Le jour de l’inauguration, le studio était bondé. Anna était là, les yeux pleins de larmes. Sœur Margaret tenait la main de Cassie et répétait qu’elle avait toujours su qu’elle y arriverait. Isabella était venue avec une boîte de pâtisseries maison et racontait à tout le monde qu’il s’agissait du studio de sa future belle-fille.
Cassie avait embauché deux femmes du refuge Grace Haven comme assistantes, des femmes qui étaient passées par la même épreuve qu’elle et qui méritaient une seconde chance. Roman se tenait dans un coin, sans chercher l’attention, la regardant briller. À une rue de là, Derek était garé dans l’obscurité. Il avait tout perdu.
Son travail, sa réputation, sa maîtresse. Il regarda à travers la vitre le studio illuminé, Cassie riant au milieu de la foule, Roman près d’elle, simple et stable. Il se souvint de ses mots : Tu reviendras à genoux pour supplier. Elle ne s’était jamais agenouillée.
Elle s’était relevée. Elle s’était envolée. Derek démarra la voiture et partit sans se retourner. Certaines personnes ne peuvent observer le bonheur que de loin, à travers une vitre, parce qu’elles en ont elles-mêmes fermé la porte.

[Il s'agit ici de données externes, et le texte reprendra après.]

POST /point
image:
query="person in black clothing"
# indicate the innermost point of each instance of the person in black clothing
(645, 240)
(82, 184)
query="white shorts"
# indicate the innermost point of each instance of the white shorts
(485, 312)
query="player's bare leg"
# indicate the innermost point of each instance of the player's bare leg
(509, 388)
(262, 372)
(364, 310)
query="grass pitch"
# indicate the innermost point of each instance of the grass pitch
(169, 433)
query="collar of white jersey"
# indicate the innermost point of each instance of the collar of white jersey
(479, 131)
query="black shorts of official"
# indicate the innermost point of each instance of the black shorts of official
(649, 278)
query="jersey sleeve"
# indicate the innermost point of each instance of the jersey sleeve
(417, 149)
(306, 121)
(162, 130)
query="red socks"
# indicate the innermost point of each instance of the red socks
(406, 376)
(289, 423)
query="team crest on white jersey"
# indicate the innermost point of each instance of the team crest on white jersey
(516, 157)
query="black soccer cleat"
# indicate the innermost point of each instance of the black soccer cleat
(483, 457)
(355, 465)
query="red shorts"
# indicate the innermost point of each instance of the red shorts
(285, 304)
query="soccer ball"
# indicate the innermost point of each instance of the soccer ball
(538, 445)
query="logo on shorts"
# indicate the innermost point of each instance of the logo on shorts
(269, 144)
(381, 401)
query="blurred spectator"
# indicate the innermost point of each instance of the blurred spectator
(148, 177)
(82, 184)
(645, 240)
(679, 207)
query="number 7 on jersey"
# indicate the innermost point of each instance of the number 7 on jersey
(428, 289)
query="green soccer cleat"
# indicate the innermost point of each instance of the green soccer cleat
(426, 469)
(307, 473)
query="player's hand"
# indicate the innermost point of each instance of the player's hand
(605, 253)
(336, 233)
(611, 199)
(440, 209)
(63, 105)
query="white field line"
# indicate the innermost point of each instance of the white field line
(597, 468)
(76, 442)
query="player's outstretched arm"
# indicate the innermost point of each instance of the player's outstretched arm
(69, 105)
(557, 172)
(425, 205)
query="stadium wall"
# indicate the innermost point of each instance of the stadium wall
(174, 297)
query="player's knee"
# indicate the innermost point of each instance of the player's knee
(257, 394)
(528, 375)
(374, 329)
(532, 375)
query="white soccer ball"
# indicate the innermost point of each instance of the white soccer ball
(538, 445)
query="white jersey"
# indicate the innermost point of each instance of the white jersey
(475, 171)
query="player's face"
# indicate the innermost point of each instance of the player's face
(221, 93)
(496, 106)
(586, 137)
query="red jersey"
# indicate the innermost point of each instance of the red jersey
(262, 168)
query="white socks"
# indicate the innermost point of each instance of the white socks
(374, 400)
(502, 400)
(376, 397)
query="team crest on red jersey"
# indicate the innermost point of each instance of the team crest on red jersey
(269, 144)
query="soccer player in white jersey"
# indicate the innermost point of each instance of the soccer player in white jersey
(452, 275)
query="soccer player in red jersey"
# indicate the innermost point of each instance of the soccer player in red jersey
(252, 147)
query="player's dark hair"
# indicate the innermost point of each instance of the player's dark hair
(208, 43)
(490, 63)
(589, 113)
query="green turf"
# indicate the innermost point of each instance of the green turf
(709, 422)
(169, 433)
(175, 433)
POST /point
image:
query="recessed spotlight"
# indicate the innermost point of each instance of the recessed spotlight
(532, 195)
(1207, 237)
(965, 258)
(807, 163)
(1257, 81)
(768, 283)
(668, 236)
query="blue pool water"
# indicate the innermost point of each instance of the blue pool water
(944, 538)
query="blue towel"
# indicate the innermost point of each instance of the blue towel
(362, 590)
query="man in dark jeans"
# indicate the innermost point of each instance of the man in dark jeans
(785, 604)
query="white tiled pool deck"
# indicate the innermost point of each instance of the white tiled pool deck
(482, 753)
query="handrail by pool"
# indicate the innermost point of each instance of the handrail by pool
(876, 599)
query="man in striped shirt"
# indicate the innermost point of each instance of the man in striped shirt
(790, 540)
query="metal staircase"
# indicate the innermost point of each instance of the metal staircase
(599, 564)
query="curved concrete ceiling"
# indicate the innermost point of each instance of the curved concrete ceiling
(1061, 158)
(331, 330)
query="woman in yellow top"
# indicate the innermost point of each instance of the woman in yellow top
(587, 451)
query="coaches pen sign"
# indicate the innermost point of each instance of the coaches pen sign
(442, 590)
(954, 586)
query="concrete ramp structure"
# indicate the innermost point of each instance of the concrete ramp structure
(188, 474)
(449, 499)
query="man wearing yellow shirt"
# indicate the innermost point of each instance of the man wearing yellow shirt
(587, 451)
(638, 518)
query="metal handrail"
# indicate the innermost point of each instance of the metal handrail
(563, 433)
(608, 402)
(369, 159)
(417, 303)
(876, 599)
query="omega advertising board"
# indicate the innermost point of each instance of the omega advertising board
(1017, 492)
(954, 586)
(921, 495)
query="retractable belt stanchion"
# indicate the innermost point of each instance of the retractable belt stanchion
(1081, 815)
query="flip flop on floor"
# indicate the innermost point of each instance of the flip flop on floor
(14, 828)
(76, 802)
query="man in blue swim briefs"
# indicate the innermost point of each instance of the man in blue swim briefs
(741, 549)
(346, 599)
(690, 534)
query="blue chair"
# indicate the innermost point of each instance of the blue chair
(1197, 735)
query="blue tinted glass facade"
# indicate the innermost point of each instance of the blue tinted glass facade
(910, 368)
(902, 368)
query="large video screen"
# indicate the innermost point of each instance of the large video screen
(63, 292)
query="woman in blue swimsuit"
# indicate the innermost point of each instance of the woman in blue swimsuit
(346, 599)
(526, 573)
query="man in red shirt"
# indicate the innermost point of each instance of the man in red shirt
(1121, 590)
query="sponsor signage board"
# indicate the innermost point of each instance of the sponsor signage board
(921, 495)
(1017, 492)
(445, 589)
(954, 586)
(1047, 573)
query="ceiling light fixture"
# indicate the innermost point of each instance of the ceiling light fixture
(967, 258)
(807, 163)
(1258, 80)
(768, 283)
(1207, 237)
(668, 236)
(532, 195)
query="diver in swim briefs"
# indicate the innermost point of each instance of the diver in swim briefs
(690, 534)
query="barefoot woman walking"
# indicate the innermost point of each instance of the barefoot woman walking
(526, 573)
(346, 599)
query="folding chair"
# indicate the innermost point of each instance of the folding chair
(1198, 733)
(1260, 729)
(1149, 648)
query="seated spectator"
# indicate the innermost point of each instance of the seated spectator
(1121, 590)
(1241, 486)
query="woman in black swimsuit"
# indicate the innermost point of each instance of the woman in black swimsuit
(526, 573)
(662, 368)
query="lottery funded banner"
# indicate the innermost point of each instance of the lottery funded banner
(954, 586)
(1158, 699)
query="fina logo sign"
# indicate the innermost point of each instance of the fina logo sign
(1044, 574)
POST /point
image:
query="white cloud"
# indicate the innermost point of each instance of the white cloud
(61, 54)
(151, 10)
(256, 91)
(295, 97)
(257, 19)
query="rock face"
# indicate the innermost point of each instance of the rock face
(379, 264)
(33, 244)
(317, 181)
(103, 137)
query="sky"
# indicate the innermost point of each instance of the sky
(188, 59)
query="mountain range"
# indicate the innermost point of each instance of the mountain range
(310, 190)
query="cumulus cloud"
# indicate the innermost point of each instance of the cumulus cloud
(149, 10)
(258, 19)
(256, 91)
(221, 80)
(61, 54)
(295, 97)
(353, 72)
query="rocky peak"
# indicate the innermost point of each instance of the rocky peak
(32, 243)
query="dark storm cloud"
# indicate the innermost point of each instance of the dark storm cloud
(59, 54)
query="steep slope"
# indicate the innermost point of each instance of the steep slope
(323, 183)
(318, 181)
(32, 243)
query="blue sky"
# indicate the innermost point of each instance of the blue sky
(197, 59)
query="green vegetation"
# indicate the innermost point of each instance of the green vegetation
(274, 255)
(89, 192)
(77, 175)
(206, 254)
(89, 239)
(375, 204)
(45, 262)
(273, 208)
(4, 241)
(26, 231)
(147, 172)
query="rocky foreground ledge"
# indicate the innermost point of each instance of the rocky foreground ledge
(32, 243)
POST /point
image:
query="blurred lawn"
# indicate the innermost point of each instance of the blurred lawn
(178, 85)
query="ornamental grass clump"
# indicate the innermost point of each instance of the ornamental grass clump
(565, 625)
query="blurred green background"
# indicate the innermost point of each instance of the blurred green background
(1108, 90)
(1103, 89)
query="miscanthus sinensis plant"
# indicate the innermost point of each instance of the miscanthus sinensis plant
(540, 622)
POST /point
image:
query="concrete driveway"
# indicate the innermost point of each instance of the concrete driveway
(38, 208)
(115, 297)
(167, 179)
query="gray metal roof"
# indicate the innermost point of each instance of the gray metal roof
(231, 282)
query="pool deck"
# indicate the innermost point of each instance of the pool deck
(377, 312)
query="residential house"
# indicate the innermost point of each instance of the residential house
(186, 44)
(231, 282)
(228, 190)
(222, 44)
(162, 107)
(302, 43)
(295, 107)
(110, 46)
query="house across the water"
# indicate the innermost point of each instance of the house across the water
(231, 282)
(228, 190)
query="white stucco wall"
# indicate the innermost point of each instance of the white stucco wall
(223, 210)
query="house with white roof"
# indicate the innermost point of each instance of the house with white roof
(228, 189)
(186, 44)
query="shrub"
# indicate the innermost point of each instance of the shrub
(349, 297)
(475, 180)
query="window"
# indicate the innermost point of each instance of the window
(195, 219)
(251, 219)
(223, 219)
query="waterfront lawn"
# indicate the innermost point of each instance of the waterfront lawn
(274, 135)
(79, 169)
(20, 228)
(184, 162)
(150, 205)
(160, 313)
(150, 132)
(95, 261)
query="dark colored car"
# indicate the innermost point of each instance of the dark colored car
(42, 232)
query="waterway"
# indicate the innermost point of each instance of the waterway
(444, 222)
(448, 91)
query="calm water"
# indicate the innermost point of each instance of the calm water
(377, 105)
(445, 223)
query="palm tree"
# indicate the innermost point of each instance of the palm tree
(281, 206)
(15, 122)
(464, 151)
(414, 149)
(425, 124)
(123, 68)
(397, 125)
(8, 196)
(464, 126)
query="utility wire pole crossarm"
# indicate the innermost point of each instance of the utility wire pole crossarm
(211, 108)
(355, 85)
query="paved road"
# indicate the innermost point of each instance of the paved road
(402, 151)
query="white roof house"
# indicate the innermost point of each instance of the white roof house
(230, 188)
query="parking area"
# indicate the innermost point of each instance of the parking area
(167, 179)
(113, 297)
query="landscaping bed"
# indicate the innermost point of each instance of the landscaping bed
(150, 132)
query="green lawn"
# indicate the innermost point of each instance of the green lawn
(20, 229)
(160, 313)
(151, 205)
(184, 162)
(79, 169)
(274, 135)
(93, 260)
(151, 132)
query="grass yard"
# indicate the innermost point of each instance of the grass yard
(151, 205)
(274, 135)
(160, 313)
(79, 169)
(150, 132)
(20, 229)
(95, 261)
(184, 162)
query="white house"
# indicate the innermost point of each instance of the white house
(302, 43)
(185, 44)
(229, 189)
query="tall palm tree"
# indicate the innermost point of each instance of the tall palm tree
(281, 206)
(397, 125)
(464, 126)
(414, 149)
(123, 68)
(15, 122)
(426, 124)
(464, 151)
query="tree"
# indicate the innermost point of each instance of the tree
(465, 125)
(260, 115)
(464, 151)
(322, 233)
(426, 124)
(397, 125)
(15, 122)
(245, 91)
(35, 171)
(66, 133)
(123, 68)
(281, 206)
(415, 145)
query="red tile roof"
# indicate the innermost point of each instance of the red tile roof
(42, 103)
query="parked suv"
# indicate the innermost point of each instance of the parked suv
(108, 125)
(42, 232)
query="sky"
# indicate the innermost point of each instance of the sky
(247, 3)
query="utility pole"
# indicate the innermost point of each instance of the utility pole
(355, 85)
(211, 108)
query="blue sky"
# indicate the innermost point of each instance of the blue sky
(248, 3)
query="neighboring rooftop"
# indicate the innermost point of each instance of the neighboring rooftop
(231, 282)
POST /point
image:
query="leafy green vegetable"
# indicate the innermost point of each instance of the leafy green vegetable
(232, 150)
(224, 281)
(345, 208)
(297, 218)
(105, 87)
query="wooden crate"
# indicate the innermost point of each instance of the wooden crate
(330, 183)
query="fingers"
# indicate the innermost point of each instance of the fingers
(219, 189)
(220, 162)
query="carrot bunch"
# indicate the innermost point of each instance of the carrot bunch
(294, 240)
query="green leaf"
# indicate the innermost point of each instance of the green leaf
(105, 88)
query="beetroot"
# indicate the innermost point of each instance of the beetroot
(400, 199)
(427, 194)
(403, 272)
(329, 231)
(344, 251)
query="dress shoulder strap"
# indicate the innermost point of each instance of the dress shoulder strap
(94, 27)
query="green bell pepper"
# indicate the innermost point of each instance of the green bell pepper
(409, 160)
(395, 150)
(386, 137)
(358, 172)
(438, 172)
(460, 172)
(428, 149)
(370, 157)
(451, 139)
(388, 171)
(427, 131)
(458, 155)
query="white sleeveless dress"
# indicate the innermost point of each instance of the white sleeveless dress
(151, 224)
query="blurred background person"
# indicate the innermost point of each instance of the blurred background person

Plus tard, après le départ des invités, le studio redevint silencieux. Cassie se tenait au milieu de l’espace qui lui appartenait, regardant les créations au mur, les bureaux, le travail qu’elle avait construit dollar après dollar. Roman entra et referma la porte derrière lui. Es-tu heureuse ?
demanda-t-il. Cassie réfléchit. Pendant trois ans, j’ai oublié ce que cela voulait dire. Mais pour la première fois depuis longtemps, je n’ai pas peur de me réveiller.
Je n’ai pas peur d’être moi-même. Roman lui prit la main et la regarda droit dans les yeux. Tu n’as jamais été indésirable, dit-il. Tu étais seulement entre de mauvaises mains.
Maintenant tu es là, et je ne te laisserai pas partir. Pas parce que tu as besoin qu’on te retienne, mais parce que je veux être à tes côtés. Cassie sourit. Le premier sourire sans aucune peur derrière depuis des années.
Elle avait trouvé un foyer. Pas un endroit, pas quatre murs et un toit, mais elle-même. Elle avait retrouvé Cassie, celle qu’elle avait perdue en essayant d’être quelqu’un d’autre.
Et l’homme qui se tenait à ses côtés, un démon aux yeux du monde, un homme que les gens fuyaient et redoutaient, avait trouvé sa rédemption dans les yeux bruns d’une femme qui ne l’avait jamais regardé avec peur.